How to include temperature effect in optical bloch equations (optical pumping)?

Question

My problem is about the optical pumping of Alkali atoms by circularly polarized pump light. Consider a circular polarized light ($\Delta m=+1$) $$\vec{E}(z,t)= \vec{E}^{(+)}_0 e^{-i\nu t}+c.c. $$ incident on a $\Lambda$-type atom (shown below). The optical bloch equation (OBE) $\dot{\rho}=[H_0+V,\rho]/(i\hbar)-1/2\{\Gamma,\rho\}$ (where $V=-e \vec{r}\cdot \vec{E}$) from standard textbooks is

$$\dot{\rho}_{11}=\frac{1}{i\hbar}(V_{13}\rho_{31}-\rho_{13} V_{31})+\gamma_{31}\rho_{33},$$ $$\dot{\rho}_{22}=\gamma_{32}\rho_{33}, $$ $$\dot{\rho}_{33}=-\frac{1}{i\hbar}(V_{13}\rho_{31}-\rho_{13} V_{31})-\gamma \rho_{33},$$ $$\dot{\rho}_{31}=-(i\omega_{31}+\gamma/2)\rho_{31}+i(\rho_{33}-\rho_{11})\frac{V_{31}}{\hbar}.$$ From the last equation we get the solution for $\rho_{31}$: $$\rho_{31}=\frac{(\rho_{33}-\rho_{11})V_{31}}{\omega_{31}-\nu-\frac{i\gamma}{2}}$$ where $\gamma=\gamma_{31}+\gamma_{32}$. Inserting this into the other equations and finding static solutions $\dot{\rho}_{11}=\dot{\rho}_{22}=\dot{\rho}_{33}=0$ results in $\rho_{22}=1, \rho_{11}=\rho_{33}=0$. We immediately see the problem: the atomic ensemble is completely pumped into the $m=+1/2$ ground state even when the pump light is very weak (as long as it's nonzero!!).

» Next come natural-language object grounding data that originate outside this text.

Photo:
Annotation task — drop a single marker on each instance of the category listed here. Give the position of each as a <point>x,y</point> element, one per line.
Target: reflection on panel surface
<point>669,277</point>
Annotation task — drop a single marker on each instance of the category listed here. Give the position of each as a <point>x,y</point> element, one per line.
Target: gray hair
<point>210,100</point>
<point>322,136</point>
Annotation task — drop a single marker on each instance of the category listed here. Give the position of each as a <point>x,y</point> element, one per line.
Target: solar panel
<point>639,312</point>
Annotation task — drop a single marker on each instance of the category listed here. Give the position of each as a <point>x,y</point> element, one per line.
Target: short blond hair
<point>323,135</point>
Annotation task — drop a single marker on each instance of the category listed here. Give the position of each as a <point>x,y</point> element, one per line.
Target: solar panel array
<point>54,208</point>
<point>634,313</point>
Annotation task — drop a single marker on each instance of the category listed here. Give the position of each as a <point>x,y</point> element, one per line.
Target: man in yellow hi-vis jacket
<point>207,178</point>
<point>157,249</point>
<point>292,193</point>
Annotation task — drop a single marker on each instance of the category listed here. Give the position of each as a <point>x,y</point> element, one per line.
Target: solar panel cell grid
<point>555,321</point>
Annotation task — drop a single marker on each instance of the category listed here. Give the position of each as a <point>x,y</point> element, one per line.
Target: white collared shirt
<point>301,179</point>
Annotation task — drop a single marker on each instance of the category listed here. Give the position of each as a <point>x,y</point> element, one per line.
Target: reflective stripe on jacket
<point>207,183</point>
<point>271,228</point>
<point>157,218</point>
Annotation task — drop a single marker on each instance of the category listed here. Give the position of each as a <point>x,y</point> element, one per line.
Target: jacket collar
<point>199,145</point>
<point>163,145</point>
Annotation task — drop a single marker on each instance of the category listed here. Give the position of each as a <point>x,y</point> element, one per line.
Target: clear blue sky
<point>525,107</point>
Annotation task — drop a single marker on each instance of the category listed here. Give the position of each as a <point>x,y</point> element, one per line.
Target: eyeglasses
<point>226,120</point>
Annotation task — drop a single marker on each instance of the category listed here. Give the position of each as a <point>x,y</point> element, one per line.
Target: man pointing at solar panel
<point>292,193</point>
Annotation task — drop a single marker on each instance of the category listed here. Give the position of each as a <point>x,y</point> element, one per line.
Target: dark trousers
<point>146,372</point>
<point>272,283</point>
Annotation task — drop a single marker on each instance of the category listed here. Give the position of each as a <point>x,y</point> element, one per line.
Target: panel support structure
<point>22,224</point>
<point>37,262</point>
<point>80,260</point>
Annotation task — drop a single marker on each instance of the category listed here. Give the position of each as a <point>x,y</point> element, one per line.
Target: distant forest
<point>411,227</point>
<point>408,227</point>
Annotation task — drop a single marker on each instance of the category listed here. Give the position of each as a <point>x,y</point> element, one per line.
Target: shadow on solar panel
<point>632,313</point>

That's quite ridiculous. We know from intuition that when the pump light is sufficiently weak, the atoms are distributed according to Boltzmann law $$\rho=e^{-\beta H_0}/Z$$. Seems that we need to include other terms in OBE so that its solution could reproduce Boltzmann law at weak field limit. How to do this?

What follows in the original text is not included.